Hacker News new | ask | show | jobs
by delusional 1649 days ago
You don't give any specific examples, but is this really true? Is there anyone out there saying we should ignore the past and just move on? I think you'll find a lot of people saying that we shouldn't glorify and worship it, but none saying not to remember it.
1 comments

I think that's more an American thing than a "western civilization" thing. Of course, the article is talking about America...

You see this in many ways. You see some statistic reported, or some event happens, and they say "It's the highest (or the first) since 2017", like that makes this really unusual.

You see it in sports, where people argue whether LeBron or Michael are the greatest, as if Bill Russell and Oscar Robertson never existed.

You see it in web frameworks.

You see it in the 24 hour news cycle. "Here's what's happened in the last hour, and we'll repeat a few things that happened a couple of hours before that" - as if anything older than 3 hours is no longer relevant.

You see it in video. I once took a half-hour non-news TV show, and for a 12-minute segment, I counted the cuts. It worked out that the average time between cuts was 3 seconds. This was clear back in the 1980s; it may be worse now. So video is tuning us to a world where, if you don't like what you see, it will all be completely different in 3 seconds.

So maybe nobody is explicitly stating as a philosophical that we should ignore the past and just move on... oh, wait. Doesn't existentialism teach that this moment is all you've got?

But American in particular is a place where the past is not relevant. It's a place where you go when you want to leave the past behind - leave the old country with all its constraining history. And you can do the same in America, too - just move to another state when you want a new life. I've heard that the difference between America and Europe is that in Europe, 100 miles is a long distance, and in America, 100 years is a long time. We don't have the sense of deeper history that Europe has.

So, combining philosophy, lack of history, instant-everything society, and media focusing on what's new right now, yes, I'd say that we're effectively ignoring the past - not totally, but more than most cultures have.
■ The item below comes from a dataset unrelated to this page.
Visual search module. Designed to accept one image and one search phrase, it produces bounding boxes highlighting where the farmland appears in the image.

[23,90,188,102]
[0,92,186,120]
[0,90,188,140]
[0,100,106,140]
Those are interesting points, and I suppose I agree that there's too little "deep thought" and too much "crisis all the time". I'm not really sure if I agree that nobody cares about the past though.

I think what we are seeing in large part is a retooling of the past. America cares deeply about it's past. The only thing you ever hear them talk about is "founding farther this" or "Confederacy that". From my perspective America seems infatuated with its own past. Here in Europe we rarely even talk about that time Germany tried to take over the whole thing, maybe because we all tried to do the same previously.